Worse, maybe multiple traitors pool their keys to create one decoder program. We want to be able to trace to at least one of the traitors. In the most general form, called "collusion-resistant" traitor tracing, we want that even if all but a single user collude, we can identify one of the traitors, without ever accusing the single honest user.

The "Baseline" Scheme. A quite simple solution is to simply give each of the $N$ users their own unique key ${\sf sk}_i$ for a plain encryption scheme. To broadcast a message $m$, simply encrypt $m$ separately under each of the ${\sf sk}_i$, obtaining $N$ individual ciphertexts $c_i$. Then the broadcast is just all of the ciphertexts together $c=(c_i)_{i\in[N]}$. To trace, replace $c_i$ for $i>t$ with junk ciphertexts, and let $p_t$ be the probability that the decoder decrypts successfully. For $t=N$, all $c_i$ remain valid, so the decoder decrypts by assumption and therefore $p_N$ is large.

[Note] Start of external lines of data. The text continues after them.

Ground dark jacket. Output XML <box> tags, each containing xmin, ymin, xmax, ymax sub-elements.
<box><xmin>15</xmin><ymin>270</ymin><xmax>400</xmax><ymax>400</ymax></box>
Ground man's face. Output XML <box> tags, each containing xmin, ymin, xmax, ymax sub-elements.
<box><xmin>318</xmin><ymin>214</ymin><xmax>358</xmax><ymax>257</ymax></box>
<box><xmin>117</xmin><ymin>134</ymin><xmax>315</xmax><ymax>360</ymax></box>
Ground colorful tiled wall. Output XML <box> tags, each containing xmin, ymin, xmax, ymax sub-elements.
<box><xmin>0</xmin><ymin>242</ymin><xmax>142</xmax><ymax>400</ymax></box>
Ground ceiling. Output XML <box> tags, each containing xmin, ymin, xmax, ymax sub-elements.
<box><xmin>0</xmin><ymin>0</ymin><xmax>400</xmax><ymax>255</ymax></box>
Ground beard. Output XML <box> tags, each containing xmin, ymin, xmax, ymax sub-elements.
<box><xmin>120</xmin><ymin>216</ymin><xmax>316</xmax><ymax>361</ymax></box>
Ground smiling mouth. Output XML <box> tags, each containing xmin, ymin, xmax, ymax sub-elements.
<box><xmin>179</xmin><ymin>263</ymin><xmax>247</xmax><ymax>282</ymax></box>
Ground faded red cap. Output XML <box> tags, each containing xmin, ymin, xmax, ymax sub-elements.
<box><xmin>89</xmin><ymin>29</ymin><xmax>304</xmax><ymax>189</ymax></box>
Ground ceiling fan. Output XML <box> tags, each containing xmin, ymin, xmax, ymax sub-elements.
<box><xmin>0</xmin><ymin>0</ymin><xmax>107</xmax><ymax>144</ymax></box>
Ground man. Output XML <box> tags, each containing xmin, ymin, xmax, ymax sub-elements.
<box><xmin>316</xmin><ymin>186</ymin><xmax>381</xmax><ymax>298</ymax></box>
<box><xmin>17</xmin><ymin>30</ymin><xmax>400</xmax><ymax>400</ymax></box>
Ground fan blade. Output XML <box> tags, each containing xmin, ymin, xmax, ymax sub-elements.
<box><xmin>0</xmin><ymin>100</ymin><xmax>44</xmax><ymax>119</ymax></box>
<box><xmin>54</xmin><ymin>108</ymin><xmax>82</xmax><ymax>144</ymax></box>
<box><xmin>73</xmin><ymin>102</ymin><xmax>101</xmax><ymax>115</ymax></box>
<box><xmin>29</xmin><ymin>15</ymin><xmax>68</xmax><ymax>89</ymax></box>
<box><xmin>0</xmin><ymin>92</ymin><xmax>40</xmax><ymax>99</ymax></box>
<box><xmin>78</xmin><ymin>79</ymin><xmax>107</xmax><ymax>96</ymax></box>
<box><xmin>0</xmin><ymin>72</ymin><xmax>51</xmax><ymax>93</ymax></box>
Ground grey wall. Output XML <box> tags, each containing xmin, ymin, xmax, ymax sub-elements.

For $t=0$, all $c_i$ are junk, so the decoder has no hope of decrypting, meaning $p_0$ is small. By the triangle inequality, there must exist a "jump": some $t$ such that $p_t$ and $p_{t-1}$ are noticeably far apart. Meanwhile, if user $t$ is not a traitor, $p_t$ and $p_{t-1}$ are close. This is because only difference is whether $c_t$ is valid or junk, and since the decoder doesn't have ${\sf sk}_t$, it cannot tell the difference by the security of the encryption scheme. Thus, a jump exists, and it must exist at a traitor, allowing us to trace.

Of course, this solution isn't really a broadcast scheme at all, but effectively a point-to-point encryption method masquerading as a broadcast scheme. The result is huge $O(N)$ communication by the broadcaster. A major goal for over 30 years has been to improve this communication cost, ideally to $O(1)$. At the same time, one wants to maintain small secret keys ${\sf sk}_i$. If the scheme is a public key scheme, one wants the public encryption key to be small as well.

Existing solutions

Numerous solutions have been found: Chor et al. show very efficient solutions for a small number of traitors (so-called "bounded collusion" systems). However, we really want full collusion-resistance; going forward I will exclusively discuss collusion-resistant schemes.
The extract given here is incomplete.